## Abstract

### Background

Equal-tailed confidence intervals that maintain nominal coverage (0.95 or greater probability that a 95% confidence interval covers the true value) are useful in interval-based statistical reliability standards, because they remain conservative. For age-adjusted death rates, while the Fay–Feuer gamma method remains the gold standard, modifications have been proposed to streamline implementation and/or obtain more efficient intervals (shorter intervals that retain nominal coverage).

### Methods

This paper evaluates three such modifications for use in interval-based statistical reliability standards, the Anderson–Rosenberg, Tiwari, and Fay–Kim intervals, when data are sparse and sample size-based standards alone are overly coarse. Initial simulations were anchored around small populations (*P* = 2400 or 1200), the median crude all-cause US mortality rate in 2010–2019 (833.8 per 100,000), and the corresponding age-specific probabilities of death. To allow for greater variation in the age-adjustment weights and age-specific probabilities, a second set of simulations draws those at random, while holding the mean number of deaths at 20 or 10. Finally, county-level mortality data by race/ethnicity from four causes are selected to capture even greater variation: all causes, external causes, congenital malformations, and Alzheimer disease.

### Results

The three modifications had comparable performance when the number of deaths was large relative to the denominator and the age distribution was as in the standard population.
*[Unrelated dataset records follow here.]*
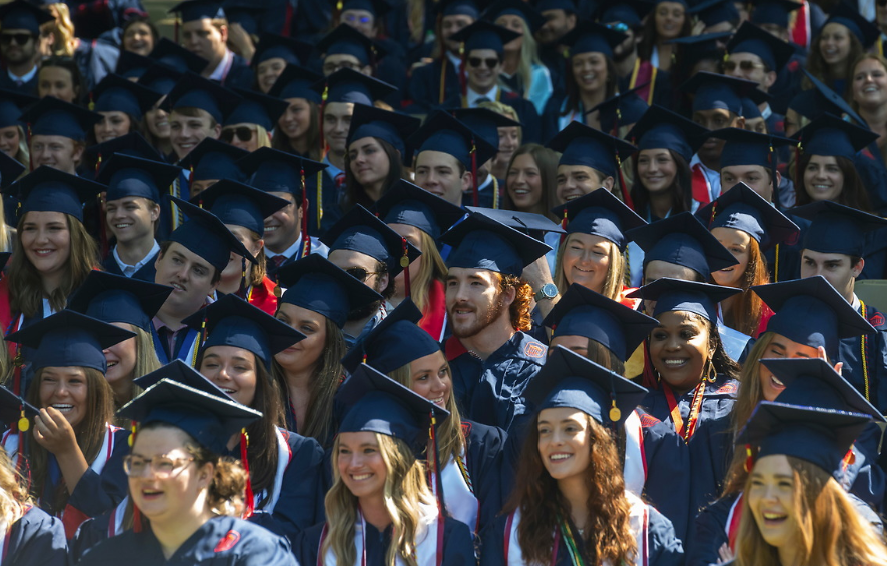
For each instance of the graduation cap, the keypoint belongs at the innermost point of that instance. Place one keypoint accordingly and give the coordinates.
(192, 10)
(592, 37)
(177, 58)
(276, 171)
(273, 46)
(50, 190)
(830, 135)
(744, 147)
(714, 91)
(393, 343)
(373, 402)
(194, 91)
(180, 372)
(773, 12)
(11, 105)
(621, 110)
(571, 381)
(256, 108)
(214, 159)
(54, 117)
(316, 284)
(360, 231)
(238, 204)
(856, 23)
(68, 338)
(813, 381)
(484, 35)
(529, 223)
(207, 236)
(600, 213)
(296, 82)
(23, 15)
(480, 242)
(582, 312)
(115, 298)
(819, 100)
(582, 145)
(345, 40)
(819, 436)
(372, 122)
(128, 176)
(530, 15)
(713, 12)
(116, 93)
(405, 203)
(659, 128)
(837, 229)
(231, 321)
(348, 85)
(774, 52)
(209, 419)
(811, 312)
(741, 208)
(682, 240)
(685, 296)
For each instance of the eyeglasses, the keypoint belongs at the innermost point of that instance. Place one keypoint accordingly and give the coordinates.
(744, 65)
(361, 274)
(242, 132)
(19, 38)
(490, 62)
(162, 465)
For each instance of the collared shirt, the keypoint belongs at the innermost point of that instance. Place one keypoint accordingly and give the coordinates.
(130, 270)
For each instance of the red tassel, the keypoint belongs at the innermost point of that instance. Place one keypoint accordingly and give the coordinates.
(250, 503)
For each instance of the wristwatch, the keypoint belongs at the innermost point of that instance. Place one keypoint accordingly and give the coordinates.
(546, 293)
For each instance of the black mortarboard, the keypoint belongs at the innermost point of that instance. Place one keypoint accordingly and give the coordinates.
(372, 122)
(572, 381)
(480, 242)
(320, 286)
(231, 321)
(207, 236)
(811, 312)
(360, 231)
(582, 312)
(128, 176)
(682, 240)
(600, 213)
(239, 204)
(582, 145)
(209, 419)
(741, 208)
(405, 203)
(50, 190)
(837, 229)
(68, 338)
(115, 298)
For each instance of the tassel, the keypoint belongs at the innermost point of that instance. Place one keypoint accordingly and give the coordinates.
(250, 503)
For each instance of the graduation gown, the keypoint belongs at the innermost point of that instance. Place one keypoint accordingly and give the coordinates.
(457, 547)
(491, 391)
(220, 541)
(36, 539)
(656, 542)
(711, 446)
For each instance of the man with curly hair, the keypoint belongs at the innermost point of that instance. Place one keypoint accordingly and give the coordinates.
(488, 306)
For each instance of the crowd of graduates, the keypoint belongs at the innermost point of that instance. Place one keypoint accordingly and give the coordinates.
(443, 282)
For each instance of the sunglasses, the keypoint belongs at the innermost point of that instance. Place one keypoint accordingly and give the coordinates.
(478, 61)
(243, 133)
(361, 274)
(19, 38)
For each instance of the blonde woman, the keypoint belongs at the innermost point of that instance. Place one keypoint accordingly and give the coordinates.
(32, 536)
(380, 509)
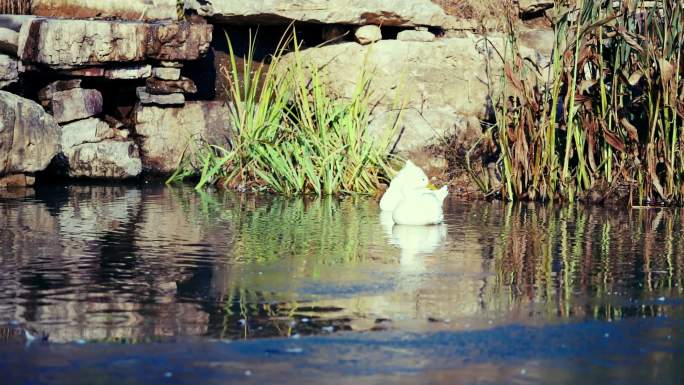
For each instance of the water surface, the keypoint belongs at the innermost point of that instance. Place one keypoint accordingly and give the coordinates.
(326, 289)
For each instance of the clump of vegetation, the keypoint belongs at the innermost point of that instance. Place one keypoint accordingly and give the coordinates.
(290, 135)
(605, 118)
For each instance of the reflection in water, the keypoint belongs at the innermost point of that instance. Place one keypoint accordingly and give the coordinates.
(415, 242)
(139, 263)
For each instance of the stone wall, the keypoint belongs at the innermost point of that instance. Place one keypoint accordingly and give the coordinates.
(126, 88)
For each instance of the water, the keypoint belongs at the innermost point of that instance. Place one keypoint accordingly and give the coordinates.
(149, 284)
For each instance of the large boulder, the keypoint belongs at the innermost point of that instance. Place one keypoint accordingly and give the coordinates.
(110, 159)
(167, 134)
(9, 40)
(126, 10)
(29, 137)
(9, 70)
(442, 83)
(93, 149)
(356, 12)
(76, 103)
(65, 44)
(533, 7)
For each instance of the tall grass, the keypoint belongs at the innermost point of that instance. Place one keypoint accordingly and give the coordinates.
(290, 135)
(605, 118)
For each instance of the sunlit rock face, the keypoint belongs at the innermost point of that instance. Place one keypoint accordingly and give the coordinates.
(167, 134)
(29, 137)
(357, 12)
(126, 10)
(64, 44)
However, for sparse county-level data by race/ethnicity for rarer causes of death, and for which the age distribution differed sharply from the standard population, coverage probability in all but the Fay–Feuer method sometimes fell below 0.95. More efficient intervals than the Fay–Feuer interval were identified under specific circumstances. When the coefficient of variation of the age-adjustment weights was below 0.5, the Anderson–Rosenberg and Tiwari intervals appeared to be more efficient, whereas when it was above 0.5, the Fay–Kim interval appeared to be more efficient.

### Conclusions

As national and international agencies reassess prevailing data presentation standards to release age-adjusted estimates for smaller areas or population subgroups than previously presented, the Fay–Feuer interval can be used to develop interval-based statistical reliability standards with appropriate thresholds that are generally applicable. For data that meet certain statistical conditions, more efficient intervals could be considered.